In all these categories, spending is more than half that of our neighbours. “A structural overspend,” said the Idea Foundation, a thinktank that is part of the Luxembourg Chamber of Commerce.

Debatable efficiency

On the expenditure side, Luxembourg appears to be ‘levitating’. The Idea Foundation looked at two specific areas: old age and education. These are two areas where sufficiently relevant measurement indicators exist.

In education, according to the latest results of the OECD’s Pisa study, which dates back to 2018, Luxembourg has significantly lower results than Denmark, Portugal or Slovenia for similar expenditure, and results that are practically identical to those of Spain or Italy, which spend significantly less. Compared with our neighbours, Luxembourg is also falling behind.

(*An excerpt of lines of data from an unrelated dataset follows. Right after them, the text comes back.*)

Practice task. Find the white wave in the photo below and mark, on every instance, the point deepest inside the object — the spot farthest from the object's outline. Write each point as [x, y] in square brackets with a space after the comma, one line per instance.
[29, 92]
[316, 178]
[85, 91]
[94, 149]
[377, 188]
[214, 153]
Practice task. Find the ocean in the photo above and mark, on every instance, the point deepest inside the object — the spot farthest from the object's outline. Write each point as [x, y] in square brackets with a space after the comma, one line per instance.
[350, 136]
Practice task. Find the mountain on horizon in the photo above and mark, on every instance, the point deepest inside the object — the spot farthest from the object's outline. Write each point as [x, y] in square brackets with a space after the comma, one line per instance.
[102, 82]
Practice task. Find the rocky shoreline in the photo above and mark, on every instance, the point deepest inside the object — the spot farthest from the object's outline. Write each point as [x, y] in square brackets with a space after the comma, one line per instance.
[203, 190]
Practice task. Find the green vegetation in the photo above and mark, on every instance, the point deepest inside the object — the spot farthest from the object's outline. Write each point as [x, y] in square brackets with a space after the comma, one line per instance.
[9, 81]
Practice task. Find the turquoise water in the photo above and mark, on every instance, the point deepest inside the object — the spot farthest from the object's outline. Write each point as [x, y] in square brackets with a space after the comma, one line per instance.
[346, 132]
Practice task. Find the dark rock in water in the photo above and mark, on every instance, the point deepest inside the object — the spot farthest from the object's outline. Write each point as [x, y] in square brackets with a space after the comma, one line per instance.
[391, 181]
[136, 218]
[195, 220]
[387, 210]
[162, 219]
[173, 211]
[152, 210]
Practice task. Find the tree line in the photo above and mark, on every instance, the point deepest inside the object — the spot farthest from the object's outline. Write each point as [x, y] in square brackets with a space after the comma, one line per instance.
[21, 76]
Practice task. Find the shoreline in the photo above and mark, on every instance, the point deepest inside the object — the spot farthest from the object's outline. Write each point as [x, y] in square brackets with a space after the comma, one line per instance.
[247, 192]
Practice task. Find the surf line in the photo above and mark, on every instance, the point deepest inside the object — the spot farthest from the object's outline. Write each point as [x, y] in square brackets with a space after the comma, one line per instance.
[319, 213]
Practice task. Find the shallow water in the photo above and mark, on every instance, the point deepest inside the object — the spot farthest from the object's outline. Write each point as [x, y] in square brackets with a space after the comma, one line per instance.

As far as old age is concerned, “the significantly higher age-related expenditure in Luxembourg cannot be explained by the current composition of the population”, noted Idea. The proportion of the population aged over 60 is 20.4% in Luxembourg, compared with 27.3% on average in neighbouring countries. But this high level of expenditure does nothing to reduce the risk of poverty among senior citizens.

In view of this, Idea pointed out that the ageing of the population should lead to an explosion in spending on old age. According to the European working group on demographic ageing, the associated expenditure will increase by 10.7 points of GDP in Luxembourg between 2022 and 2070 --including 8.3% for pensions--compared with 1.2 points of GDP for the eurozone.

Resolute and reasoned action needed

“Faced with these levels of spending and the disappointing results they have produced”, the Idea Foundation is advocating a wide-ranging review of public spending and its determinants, particularly in the seven areas identified as “structurally overspending”, and the adoption of various measures to control spending, such as “zero budgeting”--meaning that the budget envelopes for previous years are not automatically repeated--budgeting by objectives, or the adoption of performance indicators.